Abstract: We construct a family of planar graphs ${G_n}_{n\geq 4}$, where $G_n$ has $n$ vertices including a source vertex $s$ and a sink vertex $t$, and edge weights that change linearly with a parameter $\lambda$ such that, as $\lambda$ varies in $(-\infty,+\infty)$, the piece-wise linear cost of the shortest path from $s$ to $t$ has $n^{\Omega(\log n)}$ pieces. This shows that lower bounds obtained earlier by Carstensen (1983) and Mulmuley & Shah (2001) for general graphs also hold for planar graphs, thereby refuting a conjecture of Nikolova (2009).

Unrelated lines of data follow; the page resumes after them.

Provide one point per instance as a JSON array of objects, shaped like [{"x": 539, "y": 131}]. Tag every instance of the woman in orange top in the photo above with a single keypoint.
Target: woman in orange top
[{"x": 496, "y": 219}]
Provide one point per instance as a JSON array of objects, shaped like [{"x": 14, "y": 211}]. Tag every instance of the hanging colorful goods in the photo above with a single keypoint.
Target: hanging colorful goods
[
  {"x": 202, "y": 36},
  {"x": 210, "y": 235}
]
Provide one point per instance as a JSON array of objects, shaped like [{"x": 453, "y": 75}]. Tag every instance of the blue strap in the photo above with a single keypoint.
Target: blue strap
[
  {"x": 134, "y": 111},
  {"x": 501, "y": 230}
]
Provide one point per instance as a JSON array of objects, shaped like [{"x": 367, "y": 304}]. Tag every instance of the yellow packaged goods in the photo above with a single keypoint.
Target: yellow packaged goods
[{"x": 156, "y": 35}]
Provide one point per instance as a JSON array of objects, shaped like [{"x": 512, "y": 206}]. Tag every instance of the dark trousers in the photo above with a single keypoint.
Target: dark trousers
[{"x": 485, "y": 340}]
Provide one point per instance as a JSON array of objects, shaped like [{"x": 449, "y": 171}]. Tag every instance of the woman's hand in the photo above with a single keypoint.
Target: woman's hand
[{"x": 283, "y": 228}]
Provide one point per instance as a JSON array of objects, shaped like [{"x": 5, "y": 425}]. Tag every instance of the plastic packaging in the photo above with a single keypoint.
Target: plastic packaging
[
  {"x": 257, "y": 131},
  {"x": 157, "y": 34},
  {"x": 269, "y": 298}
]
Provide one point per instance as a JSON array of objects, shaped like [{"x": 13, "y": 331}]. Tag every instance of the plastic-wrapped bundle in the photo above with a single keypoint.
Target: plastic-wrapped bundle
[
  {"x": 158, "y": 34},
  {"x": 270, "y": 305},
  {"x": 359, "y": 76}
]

Gusfield (1980) and Dean (2009) showed that the number of pieces for every $n$-vertex graph with linear edge weights is $n^{\log n + O(1)}$. We generalize this result in two ways. (i) If the edge weights vary as a polynomial of degree at most $d$, then the number of pieces is $n^{\log n + (\alpha(n)+O(1))^d}$, where $\alpha(n)$ is the slow growing inverse Ackermann function. (ii) If the edge weights are linear forms of three parameters, then the number of pieces, appropriately defined for $\mathbb{R}^3$, is $n^{(\log n)^2+O(\log n)}$.